Every day, for a year now* — from March 2019 to March 2020 — Brooks Jensen, the publisher of Lenswork Magazine (LensWork.com : You can listen to a few of the most recent talks here without being a LensWork subscriber) has published a short, 2-minute, video talk on the art of photography. There are hundreds of small insights, tips, spurs and rules-of-thumb for photographers with one theme: how make and publish photographs as works of art.
(*Update Nov. 2022: Two years after I first published this article, the series continues daily. There are now some 1500 episodes!)
These talks are pages from the notebooks of a thoughtful, widely-admired but unpretentious publisher and photographer who has been practicing his art since the 1980s. It’s a one-to-one tutorial on motivating, conceiving, making, editing and curating photography. Most of all it’s about the discipline needed to make art. But, as the title suggests, there’s no study plan. Instead of marching right up to the question of how to be a photographic artist, Jensen wanders around it stopping, briefly, by lots of different answers to offer a few comments, some suggestions, sometimes a joke. It’s a collection of small entertainments, sure, but with some fascinating ideas included.
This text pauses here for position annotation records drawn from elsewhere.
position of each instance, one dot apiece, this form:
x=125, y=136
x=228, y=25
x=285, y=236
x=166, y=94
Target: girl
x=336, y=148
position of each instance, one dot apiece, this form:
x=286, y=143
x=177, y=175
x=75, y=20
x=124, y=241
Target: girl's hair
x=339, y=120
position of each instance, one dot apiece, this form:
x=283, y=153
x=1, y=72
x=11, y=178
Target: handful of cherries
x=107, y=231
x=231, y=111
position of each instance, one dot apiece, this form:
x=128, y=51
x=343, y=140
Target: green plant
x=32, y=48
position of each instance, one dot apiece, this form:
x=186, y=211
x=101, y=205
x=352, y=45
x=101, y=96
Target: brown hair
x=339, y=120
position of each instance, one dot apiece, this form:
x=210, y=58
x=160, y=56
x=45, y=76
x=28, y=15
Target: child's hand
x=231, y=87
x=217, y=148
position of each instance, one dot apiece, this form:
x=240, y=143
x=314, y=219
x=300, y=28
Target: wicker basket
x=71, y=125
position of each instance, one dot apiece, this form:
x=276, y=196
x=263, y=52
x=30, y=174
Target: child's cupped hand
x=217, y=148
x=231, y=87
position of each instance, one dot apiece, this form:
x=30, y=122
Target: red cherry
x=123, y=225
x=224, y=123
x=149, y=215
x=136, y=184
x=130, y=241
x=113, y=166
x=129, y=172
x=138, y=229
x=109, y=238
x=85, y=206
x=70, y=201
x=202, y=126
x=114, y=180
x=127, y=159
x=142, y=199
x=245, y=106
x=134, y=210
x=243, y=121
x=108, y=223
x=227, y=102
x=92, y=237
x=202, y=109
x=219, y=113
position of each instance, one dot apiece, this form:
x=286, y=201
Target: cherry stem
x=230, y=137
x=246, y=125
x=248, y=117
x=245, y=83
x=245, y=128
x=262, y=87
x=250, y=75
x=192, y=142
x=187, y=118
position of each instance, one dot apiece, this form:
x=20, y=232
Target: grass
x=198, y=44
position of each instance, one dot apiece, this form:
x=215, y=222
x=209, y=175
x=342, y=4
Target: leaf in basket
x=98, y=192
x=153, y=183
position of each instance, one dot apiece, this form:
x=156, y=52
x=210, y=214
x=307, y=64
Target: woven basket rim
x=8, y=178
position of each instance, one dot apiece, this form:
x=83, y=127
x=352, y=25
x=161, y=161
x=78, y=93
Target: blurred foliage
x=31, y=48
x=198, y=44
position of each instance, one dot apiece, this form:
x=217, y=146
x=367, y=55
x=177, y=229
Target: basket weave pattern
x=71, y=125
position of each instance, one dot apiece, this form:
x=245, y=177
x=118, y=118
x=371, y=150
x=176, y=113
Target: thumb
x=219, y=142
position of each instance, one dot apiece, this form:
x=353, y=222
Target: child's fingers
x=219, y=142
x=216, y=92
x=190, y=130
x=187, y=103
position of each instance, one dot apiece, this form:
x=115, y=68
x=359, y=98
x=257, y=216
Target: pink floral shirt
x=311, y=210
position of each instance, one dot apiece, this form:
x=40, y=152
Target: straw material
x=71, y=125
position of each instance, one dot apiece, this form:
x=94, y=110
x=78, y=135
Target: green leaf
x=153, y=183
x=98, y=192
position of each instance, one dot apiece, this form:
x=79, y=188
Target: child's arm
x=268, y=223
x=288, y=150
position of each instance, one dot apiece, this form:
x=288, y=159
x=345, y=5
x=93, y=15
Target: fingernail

What do we see in these videos? Strangely, not a lot. They’re square; not in YouTube's 16:9 ratio. So we see a head-and-shoulders portrait of Jensen that nearly fills the frame. Behind him in most episodes is what seems to be well-ordered shelves of photography books. There’s nothing to focus on but Brooks’ face and expression, as if you were sitting across the table from him, not distracted by anything going on around you. The tight framing makes no room for debate or demonstration. There are no pictures. There’s no discussion except by Brooks; not much even in the comments below video. For good (doubtless) or otherwise, it’s all-Brooks all-the-time.
Sometimes we see him on location. In those videos, once or twice, he’s turned the camera so we see what he sees (Mt Hood in Washington state). One or two videos he made in a hotel room while travelling. But most of the time the only variables — apart from his, fortunately animated, expression — are his shirts. They tip us off to what seems to be production batching: four or five videos with the same button-down-collared shirt neatly pressed, then another four or five in an open-necked check shirt…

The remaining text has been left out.